FIGURE 3. The Bootstrap algorithm
Bootstrap in a Polynomial Regression
Does the richness of a country imply in a more lasting life expectancy? Easy question, the answer is Yes. At least in most cases. We will be working with a dataset from the World Bank to try to model the relationship of these variables.
The variables are the following:
GDP-Per-Capital:The total amount of richness per person in a country.The life expectancy:The number of years expected for someone to live in a country.
Lets have a first look in the data with a scatter plot.
FIGURE 4. GDP per Capita x Life Expectancy
There is a clear relationship in the data. Countries with higher GDP-Per-Capita have an also higher life expectancy. The reason is not hard to guess. Better infrastructure, better health systems, sanitation education and all that comes with economic development. It is worth noticing that we are working with GPD-per-Capita instead of GDP. The difference is that the number is divided by the number of citizens so that the number is not biased towards countries that have a vast population (such as China and India). However, it is also clear that the relationship between these variables is not linear, and therefore cannot be modelled by linear regression. Instead, we will use polynomial regression.
In the next steps we will have a look in the data and create a regression of second degree.

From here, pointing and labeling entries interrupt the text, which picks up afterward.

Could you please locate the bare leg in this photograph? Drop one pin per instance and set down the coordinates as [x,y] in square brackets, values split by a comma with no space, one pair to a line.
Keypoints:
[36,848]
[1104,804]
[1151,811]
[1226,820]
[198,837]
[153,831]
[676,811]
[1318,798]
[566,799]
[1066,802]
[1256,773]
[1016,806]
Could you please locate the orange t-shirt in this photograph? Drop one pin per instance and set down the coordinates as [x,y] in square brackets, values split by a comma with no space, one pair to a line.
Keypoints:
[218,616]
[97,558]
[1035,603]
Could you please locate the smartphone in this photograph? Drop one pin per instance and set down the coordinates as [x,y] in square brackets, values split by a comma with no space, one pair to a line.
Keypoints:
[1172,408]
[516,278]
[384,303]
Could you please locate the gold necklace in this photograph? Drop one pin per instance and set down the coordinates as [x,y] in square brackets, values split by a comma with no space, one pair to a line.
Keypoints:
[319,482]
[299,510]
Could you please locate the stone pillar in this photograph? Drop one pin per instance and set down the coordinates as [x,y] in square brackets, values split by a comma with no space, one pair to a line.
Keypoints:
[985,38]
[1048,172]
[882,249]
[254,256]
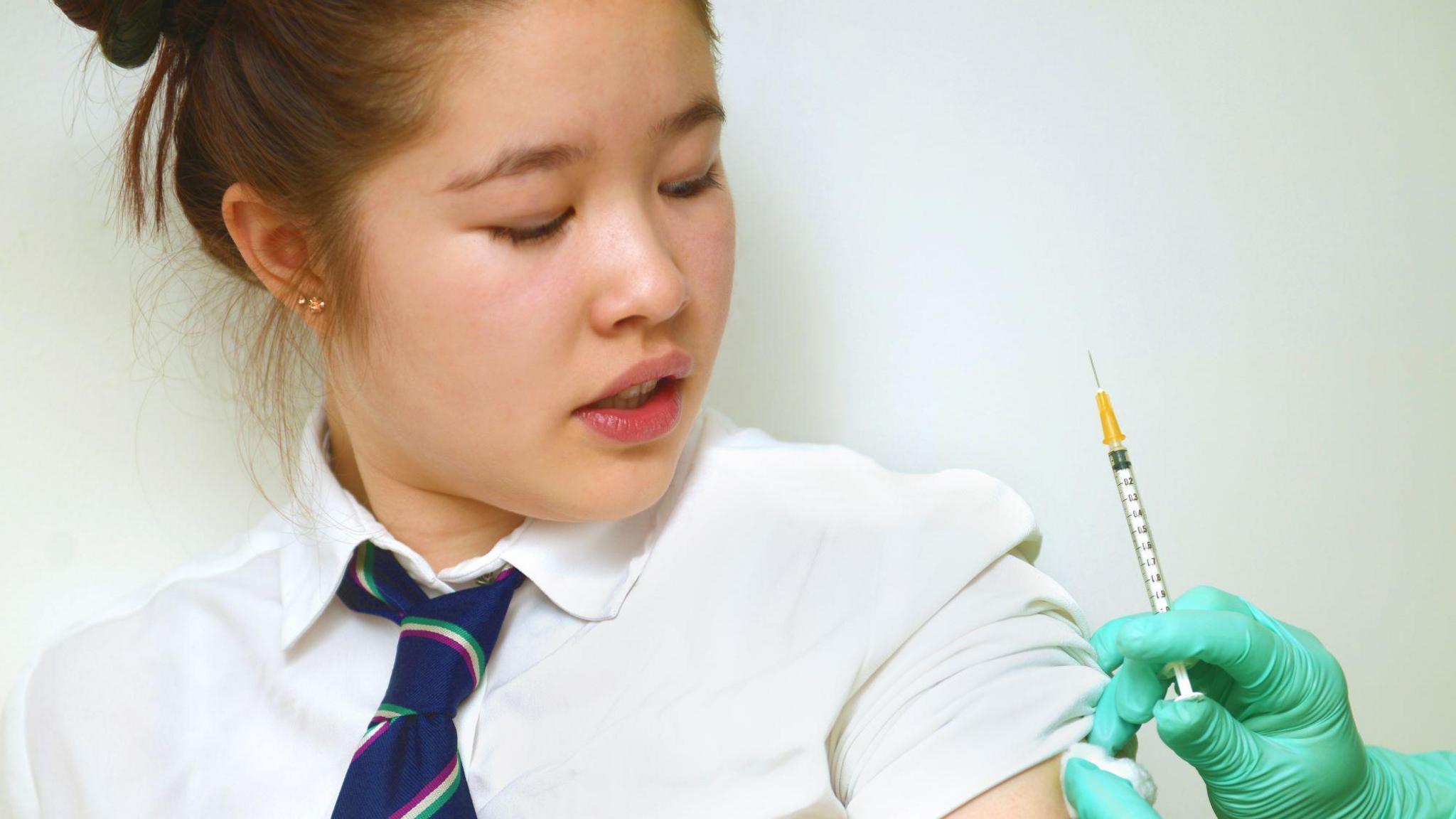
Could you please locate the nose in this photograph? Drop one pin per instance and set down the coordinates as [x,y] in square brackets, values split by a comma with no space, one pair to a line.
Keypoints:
[641,273]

data <- read.csv('life-expectancy-vs-gdp-per-capita.csv') # import the data
colnames(data) <- c('Entity', 'code', 'Year', 'l_expect', 'GDP_per_capita', 'Pop') # improve names
data <- na.omit(data) # remove NA's
head(data)
| Id | Entity | code | Year | l_expect | GDP_per_capita | Pop |
|---|---|---|---|---|---|---|
| 1 | Afghanistan | AFG | 2015 | 63.377 | 1928 | 34414000 |
| 3 | Albania | ALB | 2015 | 78.025 | 10947 | 2891000 |
| 4 | Algeria | DZA | 2015 | 76.090 | 13024 | 39728000 |
| 8 | Angola | AGO | 2015 | 59.398 | 8631 | 27884000 |
| 11 | Argentina | ARG | 2015 | 76.068 | 19316 | 43075000 |
Next step, make the polynomial regression:
model <- lm(data$l_expect ~ data$GDP_per_capita + I(data$GDP_per_capita^2))
summary(model)
Call:
lm(formula = data$l_expect ~ data$GDP_per_capita + I(data$GDP_per_capita^2))
Residuals:
Min 1Q Median 3Q Max
-23.3124 -2.1618 0.6404 3.1210 9.8065
Coefficients:
Estimate Std. Error t value Pr(>|t|)
(Intercept) 6.155e+01 8.096e-01 76.02 < 2e-16 ***
data$GDP_per_capita 1.021e-03 9.952e-05 10.26 < 2e-16 ***
I(data$GDP_per_capita^2) -1.359e-08 2.148e-09 -6.33 2.42e-09 ***
---
Signif. codes: 0 '***' 0.001 '**' 0.01 '*' 0.05 '.' 0.1 ' ' 1
Residual standard error: 5.048 on 158 degrees of freedom
Multiple R-squared: 0.6137,Adjusted R-squared: 0.6088
F-statistic: 125.5 on 2 and 158 DF, p-value: < 2.2e-16
Our regressions seem to have a good fit. Our parameters have statistical significance, and we have found a satisfactory adjusted R-squared. Let’s plot the line in the dataset.
When making a prediction, we do not want to be limited to the point of our model. We want to find a confidence interval. We will find the confidence interval creating bootstrapped models. First let’s make a plot with n models, where n equals 10 and 100.
Model Parameters
Making use of every model above we have found or model parameters and their statistical distribution. Lets plot the data of every beta and intercept.
The Distribution of the Betas
FIGURE 2. A graphical illustration of the distribution of the parameters of a polynomial regression of second degree and the number of repetitions (n = 1000). The parameters follow a gaussian distribution.
Now lets plot the regression with upper and lower lines - a condidence interval of 95%.
Bootstraped Model with Confidenc e Interval
That’s all for now, thanks for reading!